Wednesday, August 15, 2012

Planning


Creating Sample Databases

OLTP VS OLAP and Data Mining and Data Warehouse

OLTP is a data processing system that records all of the business transactions as they occur. This can be characterized by many concurrent users activly adding and modifying data.

OLAP is a technology that uses multi-dimensional structures to provide fast access to data for analysis and business decision making purposes.


Data Mining is the extraction or "mining" of a large amount of knowledge from a data or data warehouse.


Data Warehouse is a centralized repository that stores data from multiple information sources and transforms them into a multi-dimensional data model for efficient querying and analysis.

cast and convert


cast and convert-- converts an expression from one data type to another.
cast and convert have similar functionality. However, Cast is Ansi Standard, while Convert is for sql server only and convert has more functionality and is mainly used for date/time functions.

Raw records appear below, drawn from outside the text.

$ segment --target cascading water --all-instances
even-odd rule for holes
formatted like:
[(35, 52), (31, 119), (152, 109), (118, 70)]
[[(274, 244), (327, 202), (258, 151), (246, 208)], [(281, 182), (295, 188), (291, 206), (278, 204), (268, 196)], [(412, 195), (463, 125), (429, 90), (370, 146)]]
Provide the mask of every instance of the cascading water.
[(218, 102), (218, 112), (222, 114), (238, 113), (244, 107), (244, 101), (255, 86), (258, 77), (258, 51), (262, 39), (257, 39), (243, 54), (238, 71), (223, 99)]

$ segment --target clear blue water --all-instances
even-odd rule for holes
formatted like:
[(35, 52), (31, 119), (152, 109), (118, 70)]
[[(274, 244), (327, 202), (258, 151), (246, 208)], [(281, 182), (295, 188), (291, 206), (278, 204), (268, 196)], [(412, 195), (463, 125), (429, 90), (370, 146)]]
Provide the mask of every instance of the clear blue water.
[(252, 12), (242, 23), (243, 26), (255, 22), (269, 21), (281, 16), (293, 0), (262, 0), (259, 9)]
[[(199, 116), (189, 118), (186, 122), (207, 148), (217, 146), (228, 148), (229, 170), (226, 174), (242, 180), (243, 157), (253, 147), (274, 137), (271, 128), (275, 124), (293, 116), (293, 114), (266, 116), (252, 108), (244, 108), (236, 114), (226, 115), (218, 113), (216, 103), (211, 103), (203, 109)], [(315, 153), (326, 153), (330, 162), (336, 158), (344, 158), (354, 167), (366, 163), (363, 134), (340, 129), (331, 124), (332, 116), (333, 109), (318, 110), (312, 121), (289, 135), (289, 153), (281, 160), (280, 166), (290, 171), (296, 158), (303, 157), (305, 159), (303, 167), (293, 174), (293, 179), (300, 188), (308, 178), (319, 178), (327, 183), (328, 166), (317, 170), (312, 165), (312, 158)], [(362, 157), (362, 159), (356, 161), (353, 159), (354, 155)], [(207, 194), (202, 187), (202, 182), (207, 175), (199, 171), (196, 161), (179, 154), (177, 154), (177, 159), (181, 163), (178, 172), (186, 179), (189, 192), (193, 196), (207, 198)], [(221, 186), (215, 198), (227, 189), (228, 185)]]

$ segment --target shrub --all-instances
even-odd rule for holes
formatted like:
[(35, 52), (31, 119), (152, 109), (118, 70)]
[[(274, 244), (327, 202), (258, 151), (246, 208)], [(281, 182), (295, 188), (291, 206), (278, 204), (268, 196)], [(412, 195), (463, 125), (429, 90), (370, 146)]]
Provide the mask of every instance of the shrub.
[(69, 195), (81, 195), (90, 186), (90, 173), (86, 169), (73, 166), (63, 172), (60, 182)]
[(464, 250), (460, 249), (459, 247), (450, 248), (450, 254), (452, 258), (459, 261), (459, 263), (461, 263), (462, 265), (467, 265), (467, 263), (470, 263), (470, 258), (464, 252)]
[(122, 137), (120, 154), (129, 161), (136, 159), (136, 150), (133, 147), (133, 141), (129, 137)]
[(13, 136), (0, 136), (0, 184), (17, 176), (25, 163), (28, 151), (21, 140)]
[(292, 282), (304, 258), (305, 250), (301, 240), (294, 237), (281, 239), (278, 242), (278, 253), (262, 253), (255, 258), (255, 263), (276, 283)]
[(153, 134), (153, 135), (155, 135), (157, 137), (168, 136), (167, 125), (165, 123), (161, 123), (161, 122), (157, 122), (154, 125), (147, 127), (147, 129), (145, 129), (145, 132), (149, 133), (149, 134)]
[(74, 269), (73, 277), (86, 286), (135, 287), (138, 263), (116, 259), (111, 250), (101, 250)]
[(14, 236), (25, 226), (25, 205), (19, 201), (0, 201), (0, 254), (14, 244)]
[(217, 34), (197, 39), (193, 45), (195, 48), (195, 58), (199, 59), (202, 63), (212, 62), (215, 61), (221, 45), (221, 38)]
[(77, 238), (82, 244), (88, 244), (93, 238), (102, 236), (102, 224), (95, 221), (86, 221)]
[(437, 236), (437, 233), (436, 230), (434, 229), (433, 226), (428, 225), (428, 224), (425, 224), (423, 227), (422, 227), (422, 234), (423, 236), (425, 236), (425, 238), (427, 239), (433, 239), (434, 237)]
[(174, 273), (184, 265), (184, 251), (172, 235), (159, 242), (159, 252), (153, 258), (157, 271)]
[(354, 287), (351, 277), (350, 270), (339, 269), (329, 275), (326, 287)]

Although their performance is also similar, their syntax and potential usage is slightly different.

Syntax for CAST:
CAST ( expression AS data_type [ (length ) ])
Syntax for CONVERT:
CONVERT ( data_type [ ( length ) ] ,expression [ ,style ] )





User-defined funcions

 User-Defined Functions that allow you to define your own T-SQL functions that can accept zero or more parameters and return a single scalar data value or a table data type.

 2 types

1.Scaler UDF- when it executes, it gives you the single value

2.Table Valued UDF- when it executes, it gives you the result set (table)


@@identity, scope identity, and ident_current


SELECT @@IDENTITY
It returns the last identity value produced on a connection, regardless of the table that produced the value, and regardless of the scope of the statement that produced the value.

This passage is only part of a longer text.